Daher sollten Weisungen eines Kontaktverbotes oder des Verbotes, eine bestimmte Wohnung bzw. Arbeitsplatz des Opfers, Schule, Kindergarten usw. aufzusuchen und entsprechende Aufenthaltsverbote an bestimmten Orten  als treffsichere spezialpräventive Maßnahmen bei jeder Form des Verlassens der Anstalt oder anderer Unterbringungseinrichtungen auch auf Antrag des Opfers gesetzlich vorgesehen werden.
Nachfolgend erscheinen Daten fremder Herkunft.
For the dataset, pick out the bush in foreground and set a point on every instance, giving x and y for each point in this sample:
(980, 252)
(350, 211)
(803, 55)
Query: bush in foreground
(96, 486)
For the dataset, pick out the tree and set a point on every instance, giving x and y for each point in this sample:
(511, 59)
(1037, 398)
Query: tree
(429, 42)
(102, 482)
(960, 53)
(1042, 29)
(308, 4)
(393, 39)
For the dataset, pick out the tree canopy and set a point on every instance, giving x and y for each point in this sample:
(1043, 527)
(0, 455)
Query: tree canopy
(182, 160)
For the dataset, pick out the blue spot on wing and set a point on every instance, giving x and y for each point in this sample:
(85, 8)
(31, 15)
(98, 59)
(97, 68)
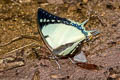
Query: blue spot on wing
(45, 18)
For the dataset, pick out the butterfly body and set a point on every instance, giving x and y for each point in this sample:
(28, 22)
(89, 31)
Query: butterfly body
(62, 36)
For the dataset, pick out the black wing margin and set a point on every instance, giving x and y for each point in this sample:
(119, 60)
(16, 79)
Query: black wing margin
(45, 18)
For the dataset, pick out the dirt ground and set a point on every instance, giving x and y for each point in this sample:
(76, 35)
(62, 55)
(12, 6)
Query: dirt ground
(18, 17)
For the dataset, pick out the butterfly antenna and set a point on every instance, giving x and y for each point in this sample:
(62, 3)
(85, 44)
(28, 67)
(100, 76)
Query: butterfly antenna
(83, 23)
(71, 60)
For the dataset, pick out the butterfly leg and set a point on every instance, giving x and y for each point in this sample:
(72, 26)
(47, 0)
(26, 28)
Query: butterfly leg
(58, 64)
(71, 60)
(53, 57)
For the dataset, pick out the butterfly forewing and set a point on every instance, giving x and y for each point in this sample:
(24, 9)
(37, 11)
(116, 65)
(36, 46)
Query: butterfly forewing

Am wirkungsvollsten und im Sinne der Sicherheit des Opfers wäre es, diese Bedingungen an den Einsatz von in der Anstalt obligat zur Verfügung stehenden Mitteln der elektronischen Aufsicht zu koppeln. So sollte dem Opfer die Möglichkeit eingeräumt werden, von Übertretungen Kenntnis zu erhalten, indem es auch eine entsprechende elektronische Verständigungsmöglichkeit erhält. Zu diesen Vorkehrungen und Maßnahmen soll sich das Opfer äußern und Anregungen einbringen können.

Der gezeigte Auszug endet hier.